Research Highlights

DIFFERENTIAL PRIVACY WITH LESS NOISE

Researchers at the Advanced Digital Sciences Center have dramatically reduced the amount of noise that must be added to sensitive data before they can be published with a provable guarantee of privacy. Their novel approach, called the compressive mechanism (CM), fits into the general framework of differential privacy, which traditionally involves adding noise chosen randomly from a Laplace distribution. Compared to previous approaches to differential privacy, CM achieves the same privacy guarantee with much less noise, making the published data much more accurate than was previously thought possible. Further, CM can be computed quickly, so it is appropriate for time-critical situations.

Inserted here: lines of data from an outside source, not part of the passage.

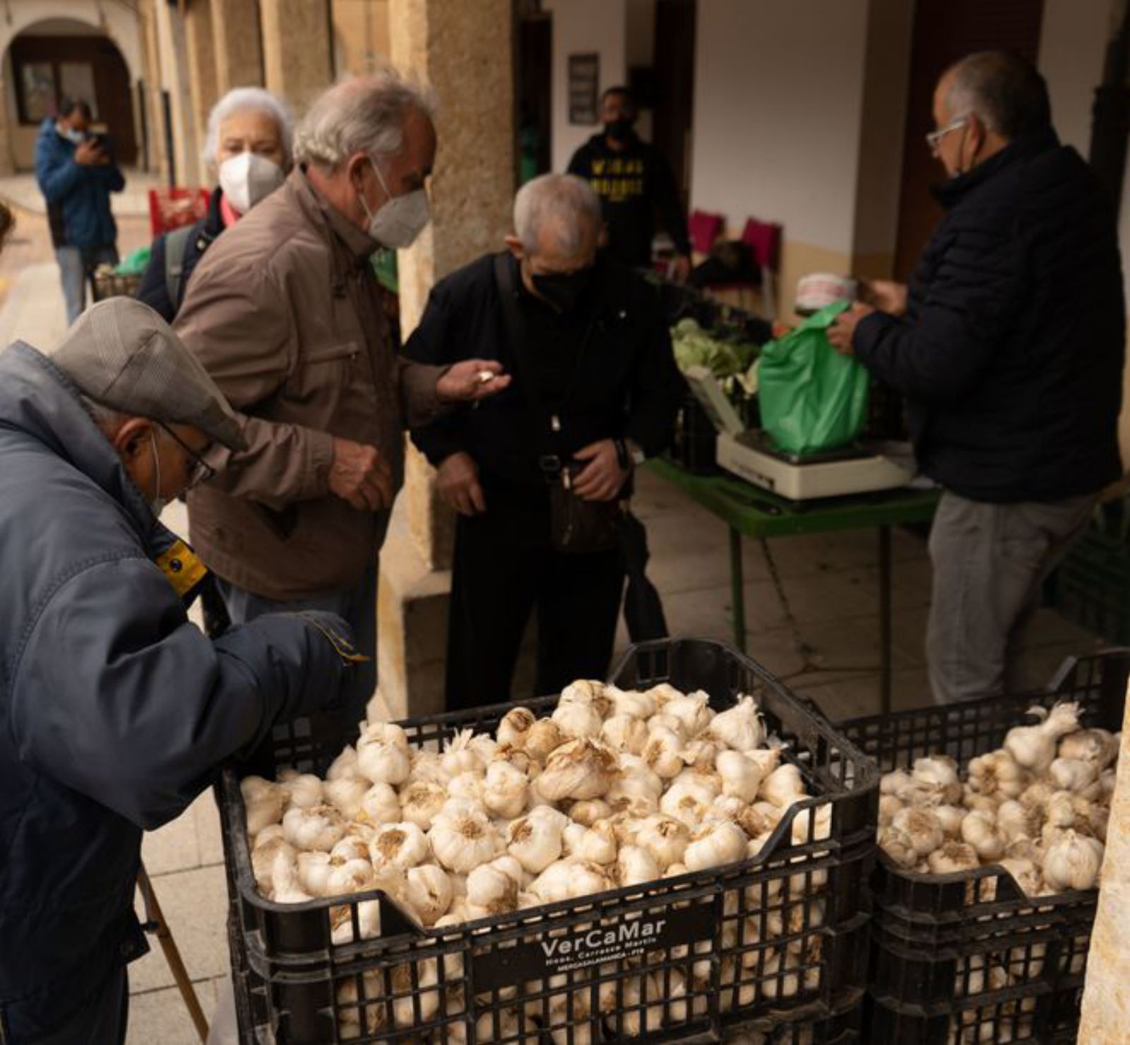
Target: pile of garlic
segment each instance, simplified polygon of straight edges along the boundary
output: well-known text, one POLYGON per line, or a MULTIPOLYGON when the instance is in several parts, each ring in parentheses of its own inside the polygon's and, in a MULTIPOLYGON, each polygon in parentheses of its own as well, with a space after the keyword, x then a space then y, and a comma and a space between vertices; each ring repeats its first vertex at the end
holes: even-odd
MULTIPOLYGON (((644 887, 757 856, 790 806, 808 797, 799 769, 781 754, 751 697, 715 714, 706 693, 683 693, 667 684, 637 692, 575 682, 550 716, 539 719, 513 708, 494 737, 464 731, 442 751, 411 746, 397 725, 362 723, 356 745, 341 752, 325 780, 286 771, 275 783, 242 781, 252 866, 259 890, 277 902, 383 889, 434 929, 644 887)), ((828 838, 831 815, 827 803, 800 811, 792 840, 828 838)), ((792 884, 805 895, 807 914, 785 909, 783 917, 776 915, 782 938, 801 932, 791 923, 810 930, 823 917, 811 895, 823 888, 826 872, 794 878, 797 883, 757 887, 766 892, 760 907, 782 904, 792 884)), ((380 934, 375 901, 341 905, 330 910, 334 943, 353 941, 353 910, 362 939, 380 934)), ((729 914, 736 917, 736 910, 729 914)), ((754 940, 750 926, 757 919, 748 918, 740 931, 739 924, 728 923, 734 939, 723 943, 754 940)), ((768 935, 773 918, 766 924, 768 935)), ((764 961, 760 975, 774 977, 763 994, 794 994, 818 982, 818 969, 808 967, 818 960, 810 952, 811 935, 780 951, 766 950, 767 941, 760 941, 762 950, 742 955, 746 964, 764 961)), ((346 1016, 355 1021, 342 1028, 344 1036, 363 1033, 362 1008, 370 1034, 390 1018, 386 1009, 398 1027, 429 1020, 441 1005, 449 1016, 463 1011, 459 991, 440 988, 436 960, 445 962, 445 983, 461 975, 458 956, 417 961, 412 998, 412 998, 362 1007, 356 984, 345 984, 339 1002, 354 1008, 342 1010, 344 1022, 346 1016)), ((736 959, 724 959, 723 966, 727 961, 723 982, 731 987, 724 1007, 751 1004, 754 988, 742 985, 751 974, 736 959)), ((709 984, 709 953, 698 965, 709 984)), ((411 967, 399 971, 411 982, 411 967)), ((646 984, 643 974, 641 983, 646 984)), ((366 988, 366 999, 381 996, 377 986, 374 977, 375 993, 366 988)), ((704 987, 703 1004, 705 993, 704 987)), ((564 1024, 566 1007, 575 1013, 581 995, 584 1004, 591 1001, 590 991, 573 992, 572 1001, 570 994, 554 995, 548 1022, 547 1013, 533 1014, 555 1040, 555 1017, 564 1024)), ((657 998, 657 1005, 662 1000, 657 998)), ((647 996, 637 1004, 650 1008, 651 1002, 647 996)), ((540 1010, 541 1001, 537 1004, 540 1010)), ((660 1018, 652 1013, 647 1029, 660 1018)), ((669 1021, 686 1018, 672 1014, 669 1021)), ((477 1031, 483 1042, 494 1034, 485 1026, 477 1031)), ((459 1033, 453 1029, 447 1039, 457 1042, 459 1033)), ((572 1033, 572 1040, 584 1045, 582 1028, 572 1033)), ((559 1036, 565 1040, 564 1030, 559 1036)))
POLYGON ((1098 883, 1120 734, 1081 728, 1077 703, 1028 714, 1040 722, 971 759, 964 779, 945 755, 883 778, 879 845, 892 861, 930 874, 999 864, 1029 896, 1098 883))

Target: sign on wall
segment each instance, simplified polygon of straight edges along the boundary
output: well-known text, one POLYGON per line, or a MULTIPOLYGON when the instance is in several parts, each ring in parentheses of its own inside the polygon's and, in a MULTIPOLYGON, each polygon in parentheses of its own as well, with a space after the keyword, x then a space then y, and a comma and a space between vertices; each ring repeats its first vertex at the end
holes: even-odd
POLYGON ((600 122, 600 55, 568 57, 568 122, 591 126, 600 122))

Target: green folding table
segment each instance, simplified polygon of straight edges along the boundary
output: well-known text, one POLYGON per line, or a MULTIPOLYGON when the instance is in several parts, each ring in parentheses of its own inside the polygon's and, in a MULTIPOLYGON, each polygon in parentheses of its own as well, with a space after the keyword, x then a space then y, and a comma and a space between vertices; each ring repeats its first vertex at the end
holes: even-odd
POLYGON ((883 714, 890 711, 890 527, 928 522, 933 518, 938 490, 888 490, 822 501, 797 502, 775 496, 734 476, 694 475, 666 458, 647 467, 681 490, 695 503, 718 516, 730 529, 730 584, 733 590, 733 641, 746 648, 746 599, 741 538, 792 537, 832 530, 879 532, 879 685, 883 714))

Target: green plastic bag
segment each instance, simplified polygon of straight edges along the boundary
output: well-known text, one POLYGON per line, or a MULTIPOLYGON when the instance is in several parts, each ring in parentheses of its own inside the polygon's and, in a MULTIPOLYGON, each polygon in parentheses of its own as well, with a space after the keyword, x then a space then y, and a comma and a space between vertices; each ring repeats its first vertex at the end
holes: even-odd
POLYGON ((114 269, 114 274, 118 276, 140 276, 149 267, 149 257, 151 253, 153 248, 149 244, 139 247, 119 262, 114 269))
POLYGON ((826 332, 846 308, 828 305, 762 348, 762 426, 779 450, 834 450, 863 431, 870 378, 861 363, 828 344, 826 332))

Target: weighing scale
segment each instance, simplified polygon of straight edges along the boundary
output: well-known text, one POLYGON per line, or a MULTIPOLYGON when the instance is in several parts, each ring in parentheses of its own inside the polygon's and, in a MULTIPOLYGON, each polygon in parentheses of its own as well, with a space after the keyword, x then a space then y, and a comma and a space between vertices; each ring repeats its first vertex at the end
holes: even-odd
POLYGON ((905 443, 857 442, 803 456, 776 450, 764 432, 745 430, 710 370, 693 366, 686 379, 718 430, 719 467, 755 486, 791 501, 808 501, 894 490, 914 478, 913 458, 905 443))

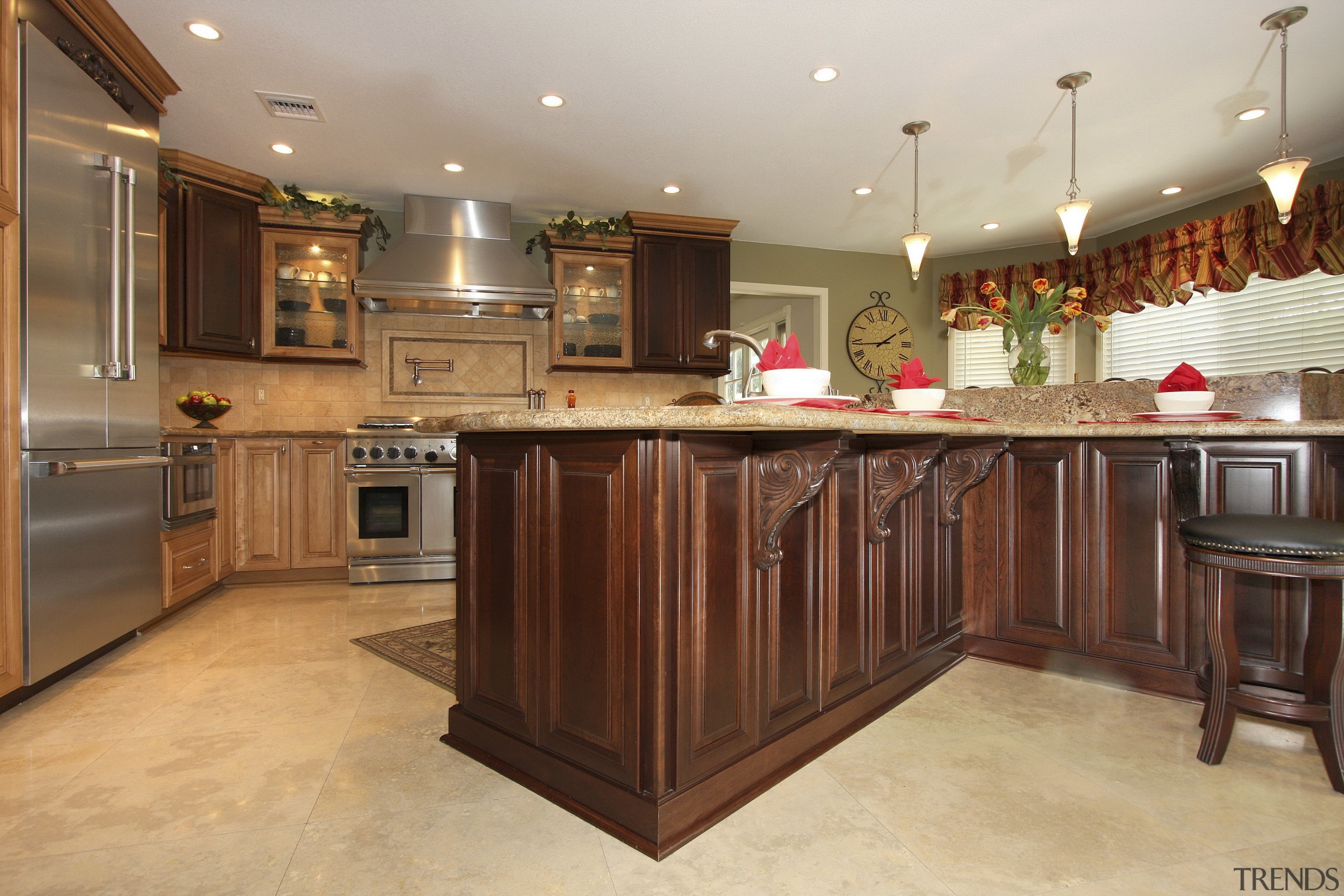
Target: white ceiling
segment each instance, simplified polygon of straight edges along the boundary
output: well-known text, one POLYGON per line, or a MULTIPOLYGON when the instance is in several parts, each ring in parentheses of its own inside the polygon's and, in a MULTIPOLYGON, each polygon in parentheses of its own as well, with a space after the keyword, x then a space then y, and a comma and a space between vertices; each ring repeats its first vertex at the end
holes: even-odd
MULTIPOLYGON (((1257 183, 1278 137, 1277 40, 1259 20, 1278 1, 113 5, 181 86, 165 146, 383 208, 414 192, 509 201, 515 220, 684 212, 741 219, 738 239, 899 254, 900 126, 926 118, 919 218, 930 255, 950 255, 1060 238, 1068 105, 1055 79, 1079 69, 1094 75, 1078 125, 1090 234, 1257 183), (190 20, 223 39, 194 38, 190 20), (840 78, 810 81, 821 64, 840 78), (255 90, 316 97, 327 122, 271 118, 255 90), (566 105, 543 107, 546 93, 566 105), (1255 105, 1273 111, 1232 117, 1255 105), (1159 193, 1172 184, 1184 192, 1159 193)), ((1344 3, 1317 0, 1289 39, 1293 144, 1317 161, 1344 156, 1340 35, 1344 3)))

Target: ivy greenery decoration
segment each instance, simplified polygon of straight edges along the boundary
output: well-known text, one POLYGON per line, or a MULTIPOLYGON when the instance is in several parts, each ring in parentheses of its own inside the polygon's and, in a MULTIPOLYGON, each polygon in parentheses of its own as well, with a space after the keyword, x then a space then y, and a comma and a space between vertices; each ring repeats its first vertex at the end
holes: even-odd
POLYGON ((285 184, 285 189, 280 191, 276 189, 276 184, 267 180, 266 185, 262 187, 262 201, 282 210, 286 218, 290 212, 297 212, 308 220, 314 220, 317 214, 324 211, 329 211, 336 220, 345 220, 351 215, 364 215, 364 223, 359 228, 359 247, 364 250, 368 249, 370 236, 378 238, 379 249, 387 249, 387 240, 392 238, 378 212, 367 206, 352 203, 345 196, 333 196, 325 200, 309 199, 294 184, 285 184))
MULTIPOLYGON (((602 239, 603 249, 606 247, 607 236, 629 236, 632 234, 630 226, 624 220, 617 220, 614 218, 607 218, 602 220, 594 218, 593 220, 583 220, 578 218, 574 212, 564 216, 564 220, 555 220, 554 218, 546 226, 547 230, 554 230, 555 236, 566 243, 581 243, 587 239, 589 234, 597 234, 602 239)), ((532 249, 546 239, 546 231, 540 231, 536 236, 527 240, 527 249, 523 251, 528 255, 532 254, 532 249)))

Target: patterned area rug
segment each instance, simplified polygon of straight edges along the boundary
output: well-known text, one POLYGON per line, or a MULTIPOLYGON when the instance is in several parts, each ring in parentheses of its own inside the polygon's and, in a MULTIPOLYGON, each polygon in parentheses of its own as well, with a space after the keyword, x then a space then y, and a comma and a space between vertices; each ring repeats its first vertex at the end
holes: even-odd
POLYGON ((351 638, 351 643, 457 693, 457 619, 351 638))

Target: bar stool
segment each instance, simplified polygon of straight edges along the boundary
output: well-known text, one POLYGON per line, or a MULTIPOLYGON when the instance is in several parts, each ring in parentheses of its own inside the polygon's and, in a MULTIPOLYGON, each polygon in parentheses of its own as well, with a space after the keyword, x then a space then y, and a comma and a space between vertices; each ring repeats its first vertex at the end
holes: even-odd
POLYGON ((1204 603, 1210 661, 1199 670, 1208 693, 1199 724, 1204 736, 1199 759, 1223 760, 1236 711, 1309 725, 1321 750, 1325 772, 1344 793, 1344 523, 1269 513, 1214 513, 1180 524, 1185 559, 1206 567, 1204 603), (1302 674, 1242 665, 1236 652, 1234 592, 1223 572, 1254 572, 1306 579, 1309 617, 1302 674), (1242 689, 1242 682, 1274 688, 1270 697, 1242 689), (1297 696, 1289 695, 1296 692, 1297 696))

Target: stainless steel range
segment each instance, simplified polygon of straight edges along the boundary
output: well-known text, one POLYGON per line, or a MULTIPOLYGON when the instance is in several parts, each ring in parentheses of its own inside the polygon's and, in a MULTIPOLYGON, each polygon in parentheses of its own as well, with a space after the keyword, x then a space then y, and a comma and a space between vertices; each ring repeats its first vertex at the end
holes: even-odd
POLYGON ((345 431, 349 580, 457 578, 457 438, 419 418, 368 418, 345 431))

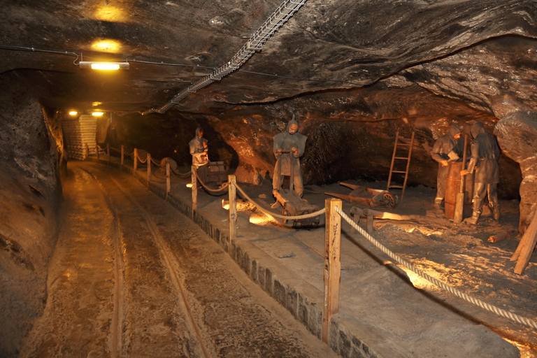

Detailed data are the lifeblood of researchers and practitioners in fields as diverse as urban planning, medical research, and computational advertising. However, privacy concerns prevent the publication of sensitive data such as medical records and Web browsing histories. One way to address this issue is to “anonymize” the data by removing personal identifiers, such as names, ID numbers, and addresses. But this method is not sufficient protection against attackers with background knowledge or powerful inference tools. For example, in 2006, AOL published 20 million Internet searches from 650,000 users over a 3-month period, with all personal identifiers removed. Reporters discovered some users’ identities by analyzing their search terms, such as personal names (e.g., “Arnold”) and addresses (“Lilburn, GA”). A public outcry followed, and the CTO of AOL resigned soon afterwards. Similarly, in 2009 Netflix released 100 million anonymized ratings of 17,000 movies by 500,000 users, as part of a contest to improve its movie recommendation system. Researchers identified individuals in this dataset by comparing it to users’ reviews in the IMDB online movie database. After a lawsuit was filed and the Federal Trade Commission raised concerns, Netflix cancelled its plans for future ratings releases. On the other hand, researchers still heavily use these valuable data sets to test proposed new search methodologies and recommendation algorithms.

Differential privacy addresses these problems by providing an ironclad bound on an attacker’s chance of correctly guessing whether any particular person’s data were included in the dataset, no matter how many other data records are already known to the attacker. The data publisher controls the level of privacy by setting a parameter: smaller values mean the attacker has a lower chance of guessing correctly, due to more noise in the published data. Before ADSC invented CM, it was believed that certain lower bounds held for the scale of the noise that had to be added to achieve a given value, which limited the practicality of publishing differentially private data. (The scale of a Laplace distribution is proportional to its standard deviation. As the scale increases, so does the magnitude of the noise added to a data record, on average.) CM circumvents these lower bounds with a sophisticated solution based on the recently proposed theory of compressive sensing, which has found widespread applications in signal processing. Instead of adding noise to the original data, CM first encodes the data as in compressive sensing; then, CM adds noise to the encoded data, decodes the result as in compressive sensing, and publishes it. Because the transformed data are highly compressed, they require much less noise to achieve differential privacy. For many practical applications requiring precise analysis, such an accuracy boost is critical, and CM is currently the only viable candidate for providing differential privacy.

This work is part of ADSC’s A*STAR-funded project on enabling biomedical research with differential privacy.